NOTICE OF PRIVACY PRACTICES OF LCFAA

  • For any purpose required by law
  • For public health activities, such as required reporting of disease or injury or both and death and for required public health investigations.
  • To your employer when LCFAA has provided treatment to you at the request of your employer to determine workplace related injuries.
  • To worker's compensation agencies if necessary for your worker's compensation benefit determination.
  • To the Food and Drug Administration if necessary to report adverse events, product defects or to participate in product recalls;
  • To a government oversight agency conducting audits, investigations or civil or criminal proceedings.
  • If required by court or administrative ordered subpoena or discovery requests (in certain cases you will have notice of such released information.
  • To law enforcement officials as required by law to report wounds and injuries and crimes.
  • If necessary to arrange for organ or tissue donation from you or a transplant for you.
  • In limited circumstances if we suspect a serious threat to health and safety.
  • For suspected child abuse or neglect or if there is suspicion that you may be a victim of abuse, neglect, or domestic violence.
  • If you are a member of the military as required by armed forces services or if necessary for national security or intelligence activities.

RIGHTS THAT YOU HAVE:

Access to your Personal Health Information - You have the right to copy and/or inspect much of the personal health information that LCFAA retains on your behalf.
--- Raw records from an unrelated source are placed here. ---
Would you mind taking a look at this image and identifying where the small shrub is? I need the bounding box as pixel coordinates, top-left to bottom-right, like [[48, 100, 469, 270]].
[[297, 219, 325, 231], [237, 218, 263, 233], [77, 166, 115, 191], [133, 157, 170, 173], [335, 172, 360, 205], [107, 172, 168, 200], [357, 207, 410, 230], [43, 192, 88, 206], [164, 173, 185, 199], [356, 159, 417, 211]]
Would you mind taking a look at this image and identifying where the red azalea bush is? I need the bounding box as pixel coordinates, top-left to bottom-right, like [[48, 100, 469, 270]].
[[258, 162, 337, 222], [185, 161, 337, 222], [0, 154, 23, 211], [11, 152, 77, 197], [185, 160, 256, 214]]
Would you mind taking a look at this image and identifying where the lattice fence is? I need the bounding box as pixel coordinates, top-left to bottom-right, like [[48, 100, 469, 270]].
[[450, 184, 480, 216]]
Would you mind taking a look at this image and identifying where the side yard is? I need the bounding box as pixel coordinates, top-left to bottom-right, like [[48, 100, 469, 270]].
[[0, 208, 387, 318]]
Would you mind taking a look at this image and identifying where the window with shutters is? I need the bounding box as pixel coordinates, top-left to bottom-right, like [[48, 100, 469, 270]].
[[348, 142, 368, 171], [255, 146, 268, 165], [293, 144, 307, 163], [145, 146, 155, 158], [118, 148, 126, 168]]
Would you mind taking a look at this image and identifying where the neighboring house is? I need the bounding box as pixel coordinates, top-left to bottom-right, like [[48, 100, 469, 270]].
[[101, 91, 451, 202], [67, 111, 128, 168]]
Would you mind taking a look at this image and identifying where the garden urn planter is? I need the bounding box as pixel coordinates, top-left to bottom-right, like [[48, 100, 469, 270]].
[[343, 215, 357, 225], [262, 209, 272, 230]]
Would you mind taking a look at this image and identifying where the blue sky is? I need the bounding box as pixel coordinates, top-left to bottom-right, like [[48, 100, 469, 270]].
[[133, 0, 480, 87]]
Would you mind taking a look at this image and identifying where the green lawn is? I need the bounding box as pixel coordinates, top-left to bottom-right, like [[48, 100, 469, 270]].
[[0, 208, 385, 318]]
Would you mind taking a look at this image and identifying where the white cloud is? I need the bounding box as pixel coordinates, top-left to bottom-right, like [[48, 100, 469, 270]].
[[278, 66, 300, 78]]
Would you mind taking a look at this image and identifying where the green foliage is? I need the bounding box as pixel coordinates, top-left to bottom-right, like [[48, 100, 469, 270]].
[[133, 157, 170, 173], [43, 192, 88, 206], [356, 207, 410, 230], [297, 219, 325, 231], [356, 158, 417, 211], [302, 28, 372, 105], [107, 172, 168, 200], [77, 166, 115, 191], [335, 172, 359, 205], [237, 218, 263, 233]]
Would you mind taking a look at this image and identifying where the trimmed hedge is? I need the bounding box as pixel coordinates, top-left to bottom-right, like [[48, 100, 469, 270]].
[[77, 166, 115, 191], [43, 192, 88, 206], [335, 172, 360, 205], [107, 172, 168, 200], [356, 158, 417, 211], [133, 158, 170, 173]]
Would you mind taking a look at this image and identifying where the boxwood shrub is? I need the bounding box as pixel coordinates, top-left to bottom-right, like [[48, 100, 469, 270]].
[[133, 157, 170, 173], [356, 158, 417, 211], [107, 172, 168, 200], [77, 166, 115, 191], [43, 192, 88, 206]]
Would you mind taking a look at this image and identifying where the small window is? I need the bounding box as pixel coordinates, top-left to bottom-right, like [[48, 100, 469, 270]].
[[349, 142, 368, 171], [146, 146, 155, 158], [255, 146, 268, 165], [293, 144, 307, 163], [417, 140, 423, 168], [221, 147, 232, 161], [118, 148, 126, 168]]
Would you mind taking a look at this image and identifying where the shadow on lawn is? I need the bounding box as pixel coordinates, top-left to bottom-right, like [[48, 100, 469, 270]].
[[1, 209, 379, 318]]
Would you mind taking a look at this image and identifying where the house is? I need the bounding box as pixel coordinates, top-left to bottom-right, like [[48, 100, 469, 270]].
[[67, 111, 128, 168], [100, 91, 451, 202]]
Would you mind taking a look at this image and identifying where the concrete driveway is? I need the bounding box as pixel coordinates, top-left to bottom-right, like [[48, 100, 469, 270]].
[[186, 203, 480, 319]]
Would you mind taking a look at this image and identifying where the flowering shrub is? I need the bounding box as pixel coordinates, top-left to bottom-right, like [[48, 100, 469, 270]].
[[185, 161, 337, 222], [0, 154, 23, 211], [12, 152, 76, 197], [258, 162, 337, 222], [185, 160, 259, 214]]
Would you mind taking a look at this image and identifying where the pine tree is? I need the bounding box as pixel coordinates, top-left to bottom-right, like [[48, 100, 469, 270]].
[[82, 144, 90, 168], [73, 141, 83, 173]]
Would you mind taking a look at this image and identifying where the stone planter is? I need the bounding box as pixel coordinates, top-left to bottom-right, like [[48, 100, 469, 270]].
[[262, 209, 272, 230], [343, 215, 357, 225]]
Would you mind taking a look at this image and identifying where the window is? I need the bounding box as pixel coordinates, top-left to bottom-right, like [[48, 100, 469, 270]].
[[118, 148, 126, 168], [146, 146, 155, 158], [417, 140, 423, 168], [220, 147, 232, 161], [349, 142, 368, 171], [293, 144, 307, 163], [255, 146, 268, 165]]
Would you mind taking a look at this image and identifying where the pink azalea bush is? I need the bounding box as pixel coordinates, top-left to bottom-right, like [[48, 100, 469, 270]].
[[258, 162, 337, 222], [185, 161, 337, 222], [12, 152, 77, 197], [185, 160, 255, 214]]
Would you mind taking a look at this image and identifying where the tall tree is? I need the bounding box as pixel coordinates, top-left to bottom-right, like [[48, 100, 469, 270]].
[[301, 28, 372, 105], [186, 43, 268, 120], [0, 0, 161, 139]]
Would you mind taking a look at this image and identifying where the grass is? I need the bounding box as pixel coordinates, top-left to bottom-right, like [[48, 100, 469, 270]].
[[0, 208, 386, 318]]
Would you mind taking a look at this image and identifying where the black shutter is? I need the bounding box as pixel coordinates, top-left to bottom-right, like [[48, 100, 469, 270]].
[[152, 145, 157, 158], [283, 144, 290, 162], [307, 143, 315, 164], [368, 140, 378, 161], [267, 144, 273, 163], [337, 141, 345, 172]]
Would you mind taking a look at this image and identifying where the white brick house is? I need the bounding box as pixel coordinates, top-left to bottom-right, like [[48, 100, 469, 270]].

All requests for access must be made in writing and signed by you or your representative.

Amendments to your Personal Health Information - You have the right to request in writing that personal health information that LCFAA maintains be amended or corrected. LCFAA is not obligated to make all requested amendments but will give each request careful consideration. All amendment requests must be in writing, signed by you or your representative and must state the reasons for the amendment/corrections request. All subsequent amendments will be forwarded to all those parties involved with your treatment that may not have the uncorrected information.

Accounting for Disclosures of Your Personal Health Information - You have the right to received an accounting of certain disclosures by LCFAA of your personal health information after April 14, 2003. Requests must be made in writing and signed by you or your representative. The first accounting in any one-year period is without charge and then a charge of $20 for each subsequent accounting in a one-year period will be enforced.

Restrictions on Use and Disclosure of Your Personal Health Information - You have the right to request restrictions on certain uses and disclosures of your personal health information by LCFAA for treatment, payment or health care operations. This may be made in writing to LCFAA. LCFAA is not required to agree with your restriction, but will attempt to accommodate reasonable request when appropriate.

Complaints - If you believe your privacy rights have been violated, you can file a complaint with any staff member or the office manager. You may also file a complaint with the Secretary of the U.S. Department of Health and Human Services in Washington, DC in writing within 180 days of a violation of your rights. There will be no retaliation for filing a complaint.

Acknowledgement of Receipt of Notice - You will be asked to sign an acknowledgment form that you received this Notice of Privacy.

EFFECTIVE DATE - THIS NOTICE OF PRIVACY PRACTICES IS EFFECTIVE AS OF APRIL 14, 2003.



Lake County Foot & Ankle Associates, Inc.